Now deferred, it was intended to tighten security at borders of entry, but was about to hit the country’s tourism industry which employs 600 000 South Africans and contributes R90 billion to GDP.
Pre-1994 policies have often been rejected just because they were associated with the apartheid-era, but without looking at their potential use in the democratic era.
It also appears that some policies are being decided on, not because there is a need for such policies, but because it could provide a government tender.
Some policies have been “captured” by interests groups, and although bad for the economy, are not being changed because powerful interests oppose this.
Black economic empowerment in its current form has empowered only a few of the well-connected “political” capitalists.
Although there is widespread agreement on this, it appears unlikely that the BEE policy will be changed because powerful political and business interests groups are benefiting from it and will oppose or at least water-down any change to the policy.
Policies are often made at centralised level without consulting the recipients.
And often such policies are not appropriate.
Many government policymakers appear not to understand that they may have the power to unilaterally cobble together policy which they think would be good for the country, but in order to implement such policies successfully they need to consult different constituencies and get their support.
Failure to achieve this will result in the policy not being implemented successfully.

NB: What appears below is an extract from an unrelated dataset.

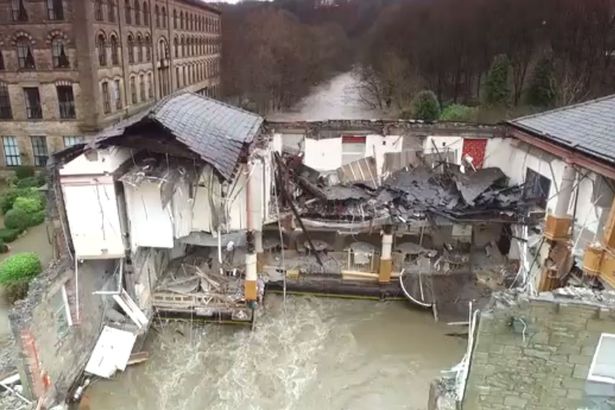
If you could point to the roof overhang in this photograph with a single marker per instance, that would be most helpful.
(569, 155)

Often policymakers in the government have never worked in or don’t understand the areas in which they formulate policies, resulting in them coming up with policies that do more harm than good.
The government and political policymakers are often so far apart and distrust each other so much that so-called co-operative policymaking, which will benefit the widest interests of South Africa, are frequently not achieved.
Often policies have been rejected by the ANC’s own tripartite alliance partners, Cosatu and the SA Communist Party, which means that whatever good intentions the government may have, such opposed policies are never going to be implemented.
Policies are often not communicated properly within the government departments that are supposed to deliver the policies.
Since 1994 there has been a lack of co-ordination and integration of policies across and between different department and spheres of government, which different presidencies appear to be unable to rectify.
Some of the policies considered need an inter-governmental department delivery chain.
However, many government departments and ministries operate in silos, with little policy communication or co-operation.
Policies are often not communicated to the public, and when they are, they are done so in a confused fashion, often through diktat.
But South Africa comes up with so many policies, and policies are changed so many times, that both the public and the government’s roleplayers are by now policy-tired, and understandably try to shrug them off, given that the policy may also change soon.
Finally, the public service, which is supposed to implement the policies, has itself been ineffective, which means no matter how good policies may be, they are unlikely to be implemented properly.
* Gumede is chairman of the Democracy Works Foundation and author of Restless Nation: Making Sense of Troubled Times.
** The views expressed here are not necessarily those of Independent Media.